Stone, 47, pleaded no contest to second-degree murder charges and was sentenced in February to serve 21 years in prison. He is incarcerated at Columbia Correctional Annex in Lake City.

Stone hand-wrote a rambling, mostly unpunctuated letter in February, asking his judge to grant him a trial or to release him to friends or family in Central Florida. He said he wanted to open a “dog grooming biz,” and owned a camper-trailer in which he could live.

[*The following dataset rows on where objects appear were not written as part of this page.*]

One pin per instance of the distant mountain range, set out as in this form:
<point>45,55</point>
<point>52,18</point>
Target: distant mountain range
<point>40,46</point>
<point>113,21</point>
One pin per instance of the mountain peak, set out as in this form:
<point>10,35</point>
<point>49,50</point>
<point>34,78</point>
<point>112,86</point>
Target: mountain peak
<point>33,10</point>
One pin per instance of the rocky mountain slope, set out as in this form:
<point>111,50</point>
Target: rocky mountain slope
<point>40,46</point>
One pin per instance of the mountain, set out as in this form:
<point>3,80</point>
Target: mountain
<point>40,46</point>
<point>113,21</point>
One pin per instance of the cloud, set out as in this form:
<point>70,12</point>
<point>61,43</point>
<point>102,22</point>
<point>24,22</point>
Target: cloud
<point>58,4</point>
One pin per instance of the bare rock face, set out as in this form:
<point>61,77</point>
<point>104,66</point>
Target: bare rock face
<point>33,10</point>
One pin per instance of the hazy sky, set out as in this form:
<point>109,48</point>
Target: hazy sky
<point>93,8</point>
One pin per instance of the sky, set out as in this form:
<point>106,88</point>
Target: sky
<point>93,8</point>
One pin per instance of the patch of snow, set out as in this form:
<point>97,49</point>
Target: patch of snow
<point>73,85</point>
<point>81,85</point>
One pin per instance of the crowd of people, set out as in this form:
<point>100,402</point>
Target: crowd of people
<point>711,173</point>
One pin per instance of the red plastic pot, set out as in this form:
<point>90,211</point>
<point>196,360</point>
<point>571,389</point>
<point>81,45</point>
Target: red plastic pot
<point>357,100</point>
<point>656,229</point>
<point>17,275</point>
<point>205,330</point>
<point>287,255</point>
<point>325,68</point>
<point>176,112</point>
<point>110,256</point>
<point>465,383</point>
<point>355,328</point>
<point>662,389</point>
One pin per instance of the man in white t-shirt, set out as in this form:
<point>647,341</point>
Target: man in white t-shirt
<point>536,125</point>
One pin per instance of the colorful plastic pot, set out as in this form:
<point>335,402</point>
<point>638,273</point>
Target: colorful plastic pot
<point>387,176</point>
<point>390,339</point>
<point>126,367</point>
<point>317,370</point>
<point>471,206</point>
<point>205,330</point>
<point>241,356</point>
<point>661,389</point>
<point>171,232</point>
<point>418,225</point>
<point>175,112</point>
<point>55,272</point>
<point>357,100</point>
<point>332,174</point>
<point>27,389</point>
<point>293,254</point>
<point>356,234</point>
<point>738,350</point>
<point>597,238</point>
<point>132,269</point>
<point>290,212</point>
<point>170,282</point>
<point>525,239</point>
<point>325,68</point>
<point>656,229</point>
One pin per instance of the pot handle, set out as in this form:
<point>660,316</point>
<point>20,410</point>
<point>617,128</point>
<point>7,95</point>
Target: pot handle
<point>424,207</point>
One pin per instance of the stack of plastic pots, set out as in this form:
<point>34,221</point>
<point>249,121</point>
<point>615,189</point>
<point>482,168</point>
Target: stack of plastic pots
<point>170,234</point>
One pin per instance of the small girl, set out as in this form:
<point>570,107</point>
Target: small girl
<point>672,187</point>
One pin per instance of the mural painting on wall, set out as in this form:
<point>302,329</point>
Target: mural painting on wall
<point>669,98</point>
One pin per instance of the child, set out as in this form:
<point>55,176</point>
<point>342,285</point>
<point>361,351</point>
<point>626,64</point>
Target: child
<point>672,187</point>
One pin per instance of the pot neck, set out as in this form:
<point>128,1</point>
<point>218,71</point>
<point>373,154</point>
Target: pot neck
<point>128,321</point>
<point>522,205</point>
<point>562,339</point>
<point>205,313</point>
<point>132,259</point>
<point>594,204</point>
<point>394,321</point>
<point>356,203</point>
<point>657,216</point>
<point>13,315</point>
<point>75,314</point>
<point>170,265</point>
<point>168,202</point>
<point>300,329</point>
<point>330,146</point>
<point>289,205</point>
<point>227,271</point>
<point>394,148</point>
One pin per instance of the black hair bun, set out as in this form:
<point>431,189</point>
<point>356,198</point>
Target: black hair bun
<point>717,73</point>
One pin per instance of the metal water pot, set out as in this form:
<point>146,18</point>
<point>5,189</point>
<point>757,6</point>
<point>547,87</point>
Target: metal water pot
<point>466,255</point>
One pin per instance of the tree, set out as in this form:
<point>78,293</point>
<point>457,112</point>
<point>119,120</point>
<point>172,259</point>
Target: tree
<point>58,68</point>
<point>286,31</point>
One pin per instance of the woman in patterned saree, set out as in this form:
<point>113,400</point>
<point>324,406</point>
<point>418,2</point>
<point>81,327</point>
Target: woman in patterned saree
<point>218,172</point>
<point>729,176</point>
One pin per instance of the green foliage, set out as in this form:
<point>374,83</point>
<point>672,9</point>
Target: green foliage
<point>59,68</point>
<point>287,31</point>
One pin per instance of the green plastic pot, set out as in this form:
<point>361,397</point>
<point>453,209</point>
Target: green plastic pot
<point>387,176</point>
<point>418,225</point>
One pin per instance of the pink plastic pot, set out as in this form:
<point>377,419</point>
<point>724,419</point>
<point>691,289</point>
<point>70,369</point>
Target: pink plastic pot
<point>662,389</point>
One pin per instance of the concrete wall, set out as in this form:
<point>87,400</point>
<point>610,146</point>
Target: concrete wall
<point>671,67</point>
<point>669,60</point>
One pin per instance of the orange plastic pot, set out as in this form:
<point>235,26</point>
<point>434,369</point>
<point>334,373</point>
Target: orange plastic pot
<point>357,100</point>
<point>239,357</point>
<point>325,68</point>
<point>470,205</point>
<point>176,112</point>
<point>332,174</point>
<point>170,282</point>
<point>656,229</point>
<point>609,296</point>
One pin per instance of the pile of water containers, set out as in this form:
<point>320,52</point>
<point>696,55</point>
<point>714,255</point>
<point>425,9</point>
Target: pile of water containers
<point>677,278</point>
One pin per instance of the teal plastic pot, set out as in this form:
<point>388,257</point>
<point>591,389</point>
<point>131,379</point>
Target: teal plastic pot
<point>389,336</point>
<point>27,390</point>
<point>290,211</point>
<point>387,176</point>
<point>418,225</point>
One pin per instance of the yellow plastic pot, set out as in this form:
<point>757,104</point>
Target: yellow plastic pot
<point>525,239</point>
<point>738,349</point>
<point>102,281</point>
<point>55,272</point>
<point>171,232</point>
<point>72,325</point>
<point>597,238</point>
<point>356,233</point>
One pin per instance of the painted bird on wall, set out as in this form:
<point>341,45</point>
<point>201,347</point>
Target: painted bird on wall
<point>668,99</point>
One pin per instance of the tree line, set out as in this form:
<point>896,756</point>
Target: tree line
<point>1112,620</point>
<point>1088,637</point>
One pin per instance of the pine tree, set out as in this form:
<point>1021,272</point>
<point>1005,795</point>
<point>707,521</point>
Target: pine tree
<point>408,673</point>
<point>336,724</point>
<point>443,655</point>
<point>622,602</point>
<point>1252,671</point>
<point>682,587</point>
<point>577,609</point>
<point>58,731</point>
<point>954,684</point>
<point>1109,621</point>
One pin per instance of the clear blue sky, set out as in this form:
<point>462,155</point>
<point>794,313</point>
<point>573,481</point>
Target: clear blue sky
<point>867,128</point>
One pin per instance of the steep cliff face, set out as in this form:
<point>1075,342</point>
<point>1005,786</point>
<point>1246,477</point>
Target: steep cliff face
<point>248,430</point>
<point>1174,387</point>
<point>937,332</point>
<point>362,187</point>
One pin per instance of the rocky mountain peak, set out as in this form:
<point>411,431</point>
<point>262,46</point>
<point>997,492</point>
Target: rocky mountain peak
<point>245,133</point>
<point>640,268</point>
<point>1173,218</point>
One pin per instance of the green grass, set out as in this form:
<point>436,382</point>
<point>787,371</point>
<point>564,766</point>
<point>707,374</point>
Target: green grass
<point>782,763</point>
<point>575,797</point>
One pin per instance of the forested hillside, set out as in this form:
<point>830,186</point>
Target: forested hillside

Stone seemed to suggest he was not responsible for Barrett’s death, that someone else, whom he did not name, finished the job.

“I did just begin the process of bringing the man’s life to an end,” Stone wrote. He added: “Now, your honor, there is a whole new ball of wax whenever to polish off the existence of a human.”

More than two years later, Angela Barrett, at her home near Orlando, remains shocked that the state allowed a patient with a violent criminal background to be housed with her 72-year-old father at Northeast Florida State Hospital. ‘People are sent there for treatment and to get better, not to be victimized by criminals.’
More than two years later, Angela Barrett, at her home near Orlando, remains shocked that the state allowed a patient with a violent criminal background to be housed with her 72-year-old father at Northeast Florida State Hospital. ‘People are sent there for treatment and to get better, not to be victimized by criminals.’

The labor union that represents nurses at Northeast Florida was less concerned about the cover-ups than the assaults that preceded them. “A contingent of our members have contacted us regarding very serious security concerns they have for the patients and staff at Northeast Florida State Hospital.

“A significant number of ‘forensic’ patients…have been transferred to [the facility] and have been interspersed with the ‘civil’ patients. Such an integration of patients does not make for a secure environment,” John Berry, director of labor relations for the Florida Nurses Association, wrote in a April 26, 2022 letter.

A few months earlier, Berry wrote, two employees “were assaulted by a violent patient,” and were injured. “If other staff and patients had not intervened, the female nurse could have died.” Before that, another patient had “assaulted several other patients,” Berry wrote. Hospital workers asked for greater security, but “those recommendations were ignored.”

“Nobody will deny that working in a psychiatric facility is not an easy undertaking,” Berry wrote. He added: “Nobody should be forced to work every day thinking that they may be injured, disabled or worse due to management’s lack of concern for their well-being.”